In March 1938 German troops invaded Austria. Robert Schostal quickly made a bid to flee the country for Paris where his brother lived, leaving behind the Schostal Agency photographs, but was betrayed and arrested in Klagenfurt. He was released after Studio Madame d'Ora made representations on his behalf, paying for a visa for him and his mother to come to France, though he instead traveled to the United States. Walter Schostal arranged for customers outside of Germany and Austria to invoice their office in Paris instead of Vienna, but with France's declaration of war in 1939, the Paris branch had to close and in 1941 the entire Schostal family reunited in New York.

in Vienna, though his close relations with Nazi officials of the Reichspressekammer Friedrich Gondosch, also a photographer and whose pictures are in the collection, was able to take over the Schostal agency. The photographs were subsequently used for propaganda, rebranded with the stamp "Wien Bild" followed by the banner P.P.P. Photos für Presse und Propaganda ('PPP photos for press and propaganda').

After the Second World War, in 1948, the agency, which was then under Soviet control, closed. Robert made unsuccessful efforts from America to recover the archive. However, some of the photos were hidden in a basement, and Friedrich Gondosch vanished, perhaps fearing reprisal.

==Rediscovery==
In 1992, an unnamed Swiss art dealer discovered approximately 130,000 well-preserved photographs bearing the Schostal Agency stamp, more than 40 years after the agency went out of business in 1948. Parts of the collection that were discovered in 1992 were sold or auctioned off to various institutions. The German Historical Museum bought 40,000 photos in 1995, The Hamburg Museum of Arts and Crafts bought 350 fashion photographs, and some went to the Austrian National Library.
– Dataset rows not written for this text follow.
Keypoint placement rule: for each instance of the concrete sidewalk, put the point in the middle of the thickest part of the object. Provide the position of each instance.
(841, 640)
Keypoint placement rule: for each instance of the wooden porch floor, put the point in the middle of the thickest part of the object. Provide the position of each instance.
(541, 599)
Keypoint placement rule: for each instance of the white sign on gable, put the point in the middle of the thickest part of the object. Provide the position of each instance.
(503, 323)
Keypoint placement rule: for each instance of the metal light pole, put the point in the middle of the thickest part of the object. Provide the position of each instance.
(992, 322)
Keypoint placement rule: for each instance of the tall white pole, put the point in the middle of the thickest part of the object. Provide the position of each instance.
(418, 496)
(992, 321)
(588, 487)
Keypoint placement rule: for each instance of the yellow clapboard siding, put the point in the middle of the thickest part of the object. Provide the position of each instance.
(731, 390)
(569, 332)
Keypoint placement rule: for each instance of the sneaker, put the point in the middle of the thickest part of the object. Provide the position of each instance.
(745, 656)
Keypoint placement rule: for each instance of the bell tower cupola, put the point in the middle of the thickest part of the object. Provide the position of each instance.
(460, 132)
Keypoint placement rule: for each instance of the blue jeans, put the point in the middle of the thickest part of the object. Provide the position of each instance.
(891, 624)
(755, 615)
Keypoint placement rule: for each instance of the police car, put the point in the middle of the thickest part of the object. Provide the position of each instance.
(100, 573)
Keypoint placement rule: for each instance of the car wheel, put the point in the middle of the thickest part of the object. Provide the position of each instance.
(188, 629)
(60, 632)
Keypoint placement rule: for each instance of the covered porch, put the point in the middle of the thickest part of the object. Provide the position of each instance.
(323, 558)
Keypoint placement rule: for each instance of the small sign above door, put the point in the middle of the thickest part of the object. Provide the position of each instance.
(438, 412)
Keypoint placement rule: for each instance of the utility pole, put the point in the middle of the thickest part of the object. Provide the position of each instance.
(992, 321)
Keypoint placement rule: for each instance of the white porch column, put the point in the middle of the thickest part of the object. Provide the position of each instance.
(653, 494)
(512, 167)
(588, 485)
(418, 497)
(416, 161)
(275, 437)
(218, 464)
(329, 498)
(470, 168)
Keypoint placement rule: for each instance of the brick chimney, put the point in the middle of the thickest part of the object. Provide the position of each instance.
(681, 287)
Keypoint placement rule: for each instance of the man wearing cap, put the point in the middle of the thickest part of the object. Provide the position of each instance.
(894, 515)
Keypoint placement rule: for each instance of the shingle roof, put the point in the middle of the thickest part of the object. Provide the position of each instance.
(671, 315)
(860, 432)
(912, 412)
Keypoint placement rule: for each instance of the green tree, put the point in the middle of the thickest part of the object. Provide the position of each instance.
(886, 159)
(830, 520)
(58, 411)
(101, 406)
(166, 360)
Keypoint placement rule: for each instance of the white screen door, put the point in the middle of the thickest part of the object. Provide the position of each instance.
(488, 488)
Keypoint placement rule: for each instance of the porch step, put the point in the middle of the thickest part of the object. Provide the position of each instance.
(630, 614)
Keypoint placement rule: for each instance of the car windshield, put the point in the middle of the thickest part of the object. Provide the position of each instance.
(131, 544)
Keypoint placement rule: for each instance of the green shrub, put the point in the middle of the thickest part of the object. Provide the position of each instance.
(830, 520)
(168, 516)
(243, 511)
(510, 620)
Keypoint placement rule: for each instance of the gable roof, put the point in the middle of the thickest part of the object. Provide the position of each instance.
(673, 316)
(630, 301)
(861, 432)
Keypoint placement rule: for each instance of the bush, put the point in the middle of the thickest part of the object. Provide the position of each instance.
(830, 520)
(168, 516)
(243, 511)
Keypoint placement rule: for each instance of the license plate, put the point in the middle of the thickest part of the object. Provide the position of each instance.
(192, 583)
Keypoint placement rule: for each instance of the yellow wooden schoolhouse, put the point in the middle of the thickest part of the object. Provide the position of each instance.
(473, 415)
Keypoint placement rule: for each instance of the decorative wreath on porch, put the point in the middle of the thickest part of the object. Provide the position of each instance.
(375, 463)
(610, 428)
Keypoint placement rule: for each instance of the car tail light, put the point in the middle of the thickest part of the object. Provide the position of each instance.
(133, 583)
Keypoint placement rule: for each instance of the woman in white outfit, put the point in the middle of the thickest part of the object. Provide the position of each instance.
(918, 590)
Isolated prints bearing the Schostal agency stamp have surfaced intermittently at art auctions. A bulk of the photographs are owned by the Austrian publisher Christian Brandstätter, the founder of IMAGNO Brandstätter Institute, a leading historical picture agency in Austria that has 300,000 Schostal photographs in their holdings. How this company acquired the majority of photographs is unknown, as the number in its collection surpasses the 130,000 prints discovered in 1992.

A portion of this collection, 5,066 gelatin silver prints, 58 information sheets, and 34 photograph envelopes made between 1927 and 1945, was anonymously donated to the Art Gallery of Ontario (AGO) in 2008.